Social network? Uno spauracchio per le aziende
Sophos ha raccolto le opinioni di oltre 500 organizzazioni: il 72% vede nel comportamento dei propri dipendenti sui social network una grave minaccia per la sicurezza aziendale, perché mette potenzialmente a rischio dati sensibili ed informazioni confidenziali. Secondo gli esperti di Sophos, troppi siti web 2.0 si preoccupano unicamente di consolidare la propria quota di mercato alle spese della sicurezza informatica: i cybercriminali utilizzano infatti i social network per individuare gli utenti più “vulnerabili”, e attuano poi il loro attacco, colpendoli sia al lavoro che a casa.
Facebook, famoso o famigerato?
L’indagine dimostra che il social newtork più popolare è, comprensibilmente, anche il più temuto sul fronte della sicurezza informatica. Alla domanda “Secondo lei quale social network costituisce la minaccia più grave per la sicurezza del suo pc?”, il 60% degli intervistati ha scelto Facebook. Questi i risultati in dettaglio:
1 Facebook: 60%
2 MySpace: 18%
3 Twitter: 17%
4 LinkedIn: 4%
"Non bisogna dimenticare che Facebook è di gran lunga il social
network più popolare – e più sono gli utenti, più ghiotta è l’occasione
per i cybercriminali", è il commento di Cluley. "E’ vero, gli esperti
informatici di Facebook stanno lavorando duramente per garantire agli
utenti maggiore sicurezza e, bisogna riconoscerlo, gestire una rete
informatica che conta 350 milioni di persone non è un’impresa facile per
nessuno.
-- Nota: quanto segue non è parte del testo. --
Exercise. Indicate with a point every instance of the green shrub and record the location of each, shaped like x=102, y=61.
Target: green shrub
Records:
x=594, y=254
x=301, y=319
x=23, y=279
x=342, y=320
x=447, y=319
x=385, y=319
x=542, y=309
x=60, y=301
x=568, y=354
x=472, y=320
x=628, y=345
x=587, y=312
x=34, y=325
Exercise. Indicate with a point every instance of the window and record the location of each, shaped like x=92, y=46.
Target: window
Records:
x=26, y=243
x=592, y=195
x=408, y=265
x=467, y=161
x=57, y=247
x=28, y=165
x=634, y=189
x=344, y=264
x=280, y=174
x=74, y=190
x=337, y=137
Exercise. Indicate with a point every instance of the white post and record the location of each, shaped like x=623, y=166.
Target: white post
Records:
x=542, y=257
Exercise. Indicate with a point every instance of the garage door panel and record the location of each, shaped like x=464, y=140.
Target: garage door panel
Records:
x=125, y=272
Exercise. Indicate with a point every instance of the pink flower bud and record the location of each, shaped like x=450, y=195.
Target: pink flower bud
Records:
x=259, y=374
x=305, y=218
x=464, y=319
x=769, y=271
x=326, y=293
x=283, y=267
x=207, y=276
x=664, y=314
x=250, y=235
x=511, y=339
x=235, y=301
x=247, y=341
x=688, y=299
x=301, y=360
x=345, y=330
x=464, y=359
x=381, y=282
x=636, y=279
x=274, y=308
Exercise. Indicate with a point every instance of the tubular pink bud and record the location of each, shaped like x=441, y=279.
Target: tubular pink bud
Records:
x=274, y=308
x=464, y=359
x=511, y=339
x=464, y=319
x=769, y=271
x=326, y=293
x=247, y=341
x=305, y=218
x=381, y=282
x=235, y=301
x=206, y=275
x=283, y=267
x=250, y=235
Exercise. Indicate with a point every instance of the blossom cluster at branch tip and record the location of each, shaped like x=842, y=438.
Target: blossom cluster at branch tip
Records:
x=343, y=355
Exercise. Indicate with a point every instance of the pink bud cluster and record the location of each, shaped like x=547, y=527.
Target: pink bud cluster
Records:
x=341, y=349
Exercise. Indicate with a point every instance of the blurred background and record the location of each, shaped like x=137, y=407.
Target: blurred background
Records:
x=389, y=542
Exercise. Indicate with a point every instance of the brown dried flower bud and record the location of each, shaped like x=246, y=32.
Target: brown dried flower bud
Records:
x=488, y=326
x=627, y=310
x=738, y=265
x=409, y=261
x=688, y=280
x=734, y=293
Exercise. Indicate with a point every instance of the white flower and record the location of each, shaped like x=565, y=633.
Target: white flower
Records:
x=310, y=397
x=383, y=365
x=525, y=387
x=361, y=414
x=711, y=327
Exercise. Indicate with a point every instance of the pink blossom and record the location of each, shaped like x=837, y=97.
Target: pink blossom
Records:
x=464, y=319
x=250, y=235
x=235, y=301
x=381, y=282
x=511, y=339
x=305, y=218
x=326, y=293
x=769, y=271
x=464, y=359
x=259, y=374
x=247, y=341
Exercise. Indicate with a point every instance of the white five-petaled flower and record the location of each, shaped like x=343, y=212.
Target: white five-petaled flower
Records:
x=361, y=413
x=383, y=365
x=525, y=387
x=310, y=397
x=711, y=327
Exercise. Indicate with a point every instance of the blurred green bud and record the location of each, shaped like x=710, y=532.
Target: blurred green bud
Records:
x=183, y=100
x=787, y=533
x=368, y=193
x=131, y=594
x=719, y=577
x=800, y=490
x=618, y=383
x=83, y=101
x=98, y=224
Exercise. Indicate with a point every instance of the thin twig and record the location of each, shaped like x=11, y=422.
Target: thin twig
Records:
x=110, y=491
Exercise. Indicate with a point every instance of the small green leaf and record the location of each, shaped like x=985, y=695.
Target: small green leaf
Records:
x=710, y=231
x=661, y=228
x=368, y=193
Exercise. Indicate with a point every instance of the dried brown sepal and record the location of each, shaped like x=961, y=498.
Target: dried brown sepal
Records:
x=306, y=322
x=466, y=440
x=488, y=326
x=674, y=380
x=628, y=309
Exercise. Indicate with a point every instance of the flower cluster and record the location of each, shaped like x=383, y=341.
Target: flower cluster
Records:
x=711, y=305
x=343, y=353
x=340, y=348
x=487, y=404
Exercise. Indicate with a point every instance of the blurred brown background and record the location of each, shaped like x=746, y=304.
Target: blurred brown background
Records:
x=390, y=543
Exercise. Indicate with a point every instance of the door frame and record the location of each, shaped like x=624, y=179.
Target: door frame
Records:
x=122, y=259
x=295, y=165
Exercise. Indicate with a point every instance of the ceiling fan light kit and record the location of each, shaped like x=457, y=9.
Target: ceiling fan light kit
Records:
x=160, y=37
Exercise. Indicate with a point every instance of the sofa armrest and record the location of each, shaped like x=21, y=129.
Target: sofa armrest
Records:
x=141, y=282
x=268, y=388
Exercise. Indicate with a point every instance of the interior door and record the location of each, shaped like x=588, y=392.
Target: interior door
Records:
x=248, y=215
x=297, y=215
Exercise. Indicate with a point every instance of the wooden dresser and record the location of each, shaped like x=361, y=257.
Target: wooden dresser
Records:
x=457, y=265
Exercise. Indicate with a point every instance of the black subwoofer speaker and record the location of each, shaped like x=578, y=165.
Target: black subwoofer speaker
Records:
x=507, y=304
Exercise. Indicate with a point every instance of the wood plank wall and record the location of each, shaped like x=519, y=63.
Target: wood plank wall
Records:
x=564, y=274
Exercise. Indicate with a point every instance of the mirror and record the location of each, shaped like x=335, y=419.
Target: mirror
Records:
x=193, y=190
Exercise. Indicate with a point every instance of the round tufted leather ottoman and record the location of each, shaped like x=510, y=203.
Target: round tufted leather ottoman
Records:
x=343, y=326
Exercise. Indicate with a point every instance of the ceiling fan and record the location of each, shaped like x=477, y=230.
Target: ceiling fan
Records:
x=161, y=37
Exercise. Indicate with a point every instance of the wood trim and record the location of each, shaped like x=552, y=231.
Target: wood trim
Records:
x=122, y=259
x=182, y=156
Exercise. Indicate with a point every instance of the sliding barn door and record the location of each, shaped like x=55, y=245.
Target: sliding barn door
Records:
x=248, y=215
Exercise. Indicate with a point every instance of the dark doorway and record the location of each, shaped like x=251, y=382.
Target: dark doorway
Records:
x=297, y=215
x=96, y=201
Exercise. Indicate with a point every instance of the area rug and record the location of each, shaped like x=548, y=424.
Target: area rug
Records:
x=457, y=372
Eppure sarebbero sufficienti pochi semplici accorgimenti: le
nuove impostazioni sulla privacy di Facebook, introdotte nel mese di
dicembre dello scorso anno, si sono rivelate un passo indietro, perché
hanno incoraggiato gli utenti a condividere un maggior numero di
informazioni online, anche con perfetti sconosciuti".
Inoltre nel 49% delle
aziende i dipendenti possono accedere del tutto liberamente a Facebook,
con un aumento del 13% rispetto allo scorso anno.
Proprio mentre le imprese stanno allentando i controlli circa l’attività dei propri dipendenti sui social network, la minaccia rappresentata da spam, malware, phishing e furti di indentità sta assumendo proporzioni sempre più preoccupanti. D'altra parte, al giorno d’oggi, è impensabile per qualsiasi business rinunciare ai social network, ormai elemento chiave nelle strategie di marketing e comunicazione aziendali: la risposta non è impedire forzatamente l’accesso, ma adottare semplici regole di 'social security'.
LinkedIn – una preziosa fonte di informazioni aziendali per gli
hacker
Nonostante sia ancora considerato il meno pericoloso tra i social
network, Sophos mette in guardia tutti i netizens: anche attraverso
LinkedIn hacker e cybercriminali possono riuscire ad entrare in possesso
di preziose informazioni personali e dati sensibili.